John shuddered at the glinting weapon, closed his eyes, he could feel nothing as he heard a voice incant the prayer for the dying: ‘God of power and mercy, you have made death itself the gateway to eternal life. Look with love on me your dying brother, and make me one with your Son in his sufferings and death, that sealed with the blood of Christ, I may come before you free of sin.’
King Richard smiled as the priest shrieked like a pig when the executioner castrated the Mad Priest, sliced his belly open and drew out his entrails. He enjoyed the knowledge that the traitor was still conscious as his guts were tugged out and burnt before his eyes in a brazier.
De’ath the executioner removed all the condemned’s organs and burnt them on the brazier, even after the traitor was dead. Then he cut off his head.
Hallelujah! King Richard rejoiced in the spectacle of Ball’s headless corpse being hacked into quarters with an axe, knowing that it would be denied Christian burial in sacred ground and the pieces would be disposed of in a way the King saw fit – sent to the four corners of the Kingdom to serve as a warning to all his people. Obey your king. Obey your rightful lords!

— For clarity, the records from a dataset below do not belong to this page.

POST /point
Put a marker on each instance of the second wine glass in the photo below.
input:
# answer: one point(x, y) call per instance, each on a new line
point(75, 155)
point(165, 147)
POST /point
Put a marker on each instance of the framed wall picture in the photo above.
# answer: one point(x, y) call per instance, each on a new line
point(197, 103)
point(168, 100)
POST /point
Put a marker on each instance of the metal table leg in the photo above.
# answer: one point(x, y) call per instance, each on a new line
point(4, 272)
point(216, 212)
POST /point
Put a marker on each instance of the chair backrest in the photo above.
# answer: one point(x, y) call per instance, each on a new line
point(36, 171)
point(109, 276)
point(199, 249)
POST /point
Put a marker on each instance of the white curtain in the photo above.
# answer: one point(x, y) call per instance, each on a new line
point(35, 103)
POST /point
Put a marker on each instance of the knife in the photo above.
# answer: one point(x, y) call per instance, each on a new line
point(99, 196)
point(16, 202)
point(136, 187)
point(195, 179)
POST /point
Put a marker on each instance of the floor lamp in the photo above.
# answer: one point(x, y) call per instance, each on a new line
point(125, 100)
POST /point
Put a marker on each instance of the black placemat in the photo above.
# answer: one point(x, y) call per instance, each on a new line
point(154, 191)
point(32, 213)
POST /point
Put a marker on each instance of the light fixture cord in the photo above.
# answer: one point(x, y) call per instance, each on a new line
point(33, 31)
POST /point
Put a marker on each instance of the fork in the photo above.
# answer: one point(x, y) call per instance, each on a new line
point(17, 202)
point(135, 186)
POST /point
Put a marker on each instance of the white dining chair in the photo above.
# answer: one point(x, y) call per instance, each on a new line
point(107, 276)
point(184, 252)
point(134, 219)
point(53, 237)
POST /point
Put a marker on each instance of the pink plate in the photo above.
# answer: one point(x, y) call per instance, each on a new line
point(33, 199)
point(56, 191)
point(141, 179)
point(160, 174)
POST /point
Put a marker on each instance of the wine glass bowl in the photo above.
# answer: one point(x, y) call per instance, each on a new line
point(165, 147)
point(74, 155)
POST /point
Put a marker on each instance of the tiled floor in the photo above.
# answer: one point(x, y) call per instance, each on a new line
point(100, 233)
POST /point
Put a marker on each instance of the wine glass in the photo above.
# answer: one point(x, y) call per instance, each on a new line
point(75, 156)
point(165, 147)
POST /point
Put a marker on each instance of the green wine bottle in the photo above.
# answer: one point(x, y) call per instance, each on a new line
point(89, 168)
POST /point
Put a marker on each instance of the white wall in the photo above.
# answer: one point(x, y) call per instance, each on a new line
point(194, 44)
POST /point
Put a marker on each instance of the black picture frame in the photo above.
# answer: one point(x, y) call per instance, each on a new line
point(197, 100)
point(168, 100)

The King sets up a Royal Commission to resist disturbers of the peace, Thursday, 20th June, in the Year of Our Lord, 1381
This commission much comforted those faithful to the King but alarmed, quite deservedly, the wicked. Those rebels who had enjoyed the centre of the stage were now forced to seek hiding places, while the lawyers who had fled from the fury of the mob now dared return from their caves. The former now waited in silence, fearing the judgement and justice to be enforced on them; the latter lost their fear and joyfully prepared to avenge their injuries. However, the rebels were not yet reduced to such fear in every part of the country. In Essex, where the madness had its original roots, the rebels again assembled in a great crowd at Billericay. Trusting too much in their own strength and deceived by their own pride they determined either to enjoy the liberty they sought by violence or to die fighting for it.